Long-term reconstitution of immune cells can cause spontaneous activation of the human immune system in humanized mice, resulting in different manifestations of xenogeneic GVHD. CD34+ isolated from CB and GM-CSF-mobilized peripheral blood have been shown to induce a form of skin GVHD (GVH-S) characterized by alopecia and scaly skin with or without weight loss (24, 25, 47, 60). GVH-S develops in a donor-specific manner and seems to be associated with certain HLA haplotypes (47, 60). Our study confirmed donor-dependent facial alopecia in CB-NOG associated with increased T and NK cell numbers in the spleen and liver. Another type of GVHD with multisystemic granulomatous has been identified in mice reconstituted with G-CSF-mobilized peripheral blood (MBP)-CD34+ (61, 62), CB-CD34+ (63) and FL-CD34+ (12). T cells and macrophages have been found in BM, liver and lung infiltrates of these animals (12, 62, 63). The liver pathology observed in FL-NOG from our study was similarly correlated with both CD4+ T cells and macrophages, specifically CD14highCD68+ that correspond to the inflammatory CD32mid Kupffer cells identified by Wu et al (64). The increased soluble factors, including CXCL10 and CCL2, likely contributed to the recruitment of T and NK cells and egress of myeloid cells from the BM resulting in increased organ infiltration (Fig. 6). We have uncovered that sinusoidal dilatation (SD) was the most distinctive feature present in FL-NOG livers. SD can be caused by endothelial dysfunction, which is a common complication associated with tissue rejection (65–67). Taken together, these findings suggest that the spotted liver phenotype is likely a form of GVHD (68, 69). Removing endothelial CD14+ cells from the FL-CD34+ preparations not only delayed blood reconstitution, but also significantly reduced serum CXCL10 and CCL2 and human cell infiltration into the livers of transplanted NOG mice. Consequently, none of the FL-CD14−-NOG developed the spotted liver phenotype.

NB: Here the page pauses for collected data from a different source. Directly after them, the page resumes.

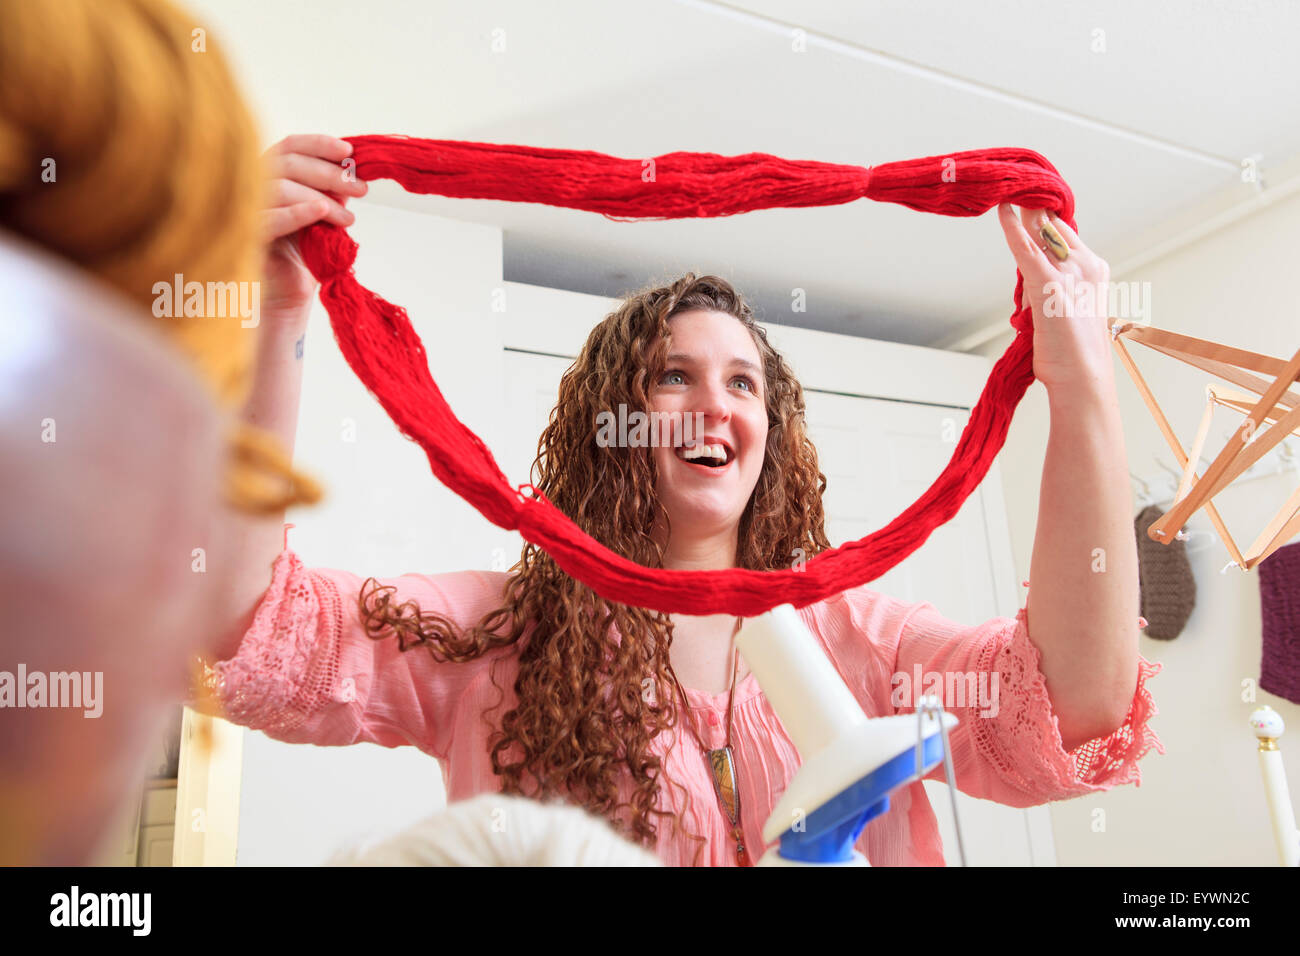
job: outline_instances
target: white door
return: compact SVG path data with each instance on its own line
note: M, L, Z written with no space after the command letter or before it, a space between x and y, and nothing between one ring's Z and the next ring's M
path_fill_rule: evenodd
M560 376L571 363L567 356L506 349L507 400L515 431L501 465L512 483L530 478L537 439L555 405ZM818 392L806 382L805 398L810 437L827 478L826 530L833 545L876 531L915 501L952 457L969 417L960 407ZM1005 594L1010 583L999 576L1012 573L1001 502L986 501L986 495L996 496L997 487L996 481L985 481L952 521L872 582L872 589L909 603L929 601L958 623L997 617L999 588ZM992 512L992 521L986 512ZM934 781L924 786L938 817L944 856L949 865L957 865L948 787ZM957 806L969 864L1050 862L1050 846L1037 847L1036 855L1031 840L1033 832L1040 843L1050 841L1050 836L1044 839L1050 833L1046 808L1020 810L960 792Z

Finally, we investigated the functionality of the human immune system in CB- and FL-NOG by engrafting an HLA-A-mismatched melanoma CDX. We observed complete tumor rejection in ≥ 50% of FL-NOG or FL-NOG-A24 Tg, but not in CB-NOG. The HLA-A24 Tg was not necessary for the tumor rejection and majority of the mice developed the spotted liver GVHD phenotype. These observations suggests that the graft-versus-tumor (GVT) effect is either due to a better functionality of the immune system, associated with the GVHD responses or a combination of both (70). The goal of allogeneic hematopoietic cell transplantation in a clinical setting is to achieve GVT without inducing significant GVHD (70). In our study, we observed a severe wasting GVHD leading to experimental animal loss, primarily in mice that failed to reject tumors. This suggests that the underlying GVHD can be intensified by tumor burden or possibly by hypercytokinemia induced by the ongoing tumor lysis (71). Due to the overlapping characteristics of these conditions, further studies are needed to elucidate the mechanisms involved in endothelial dysfunction, GVHD and GVT in FL-NOG mice.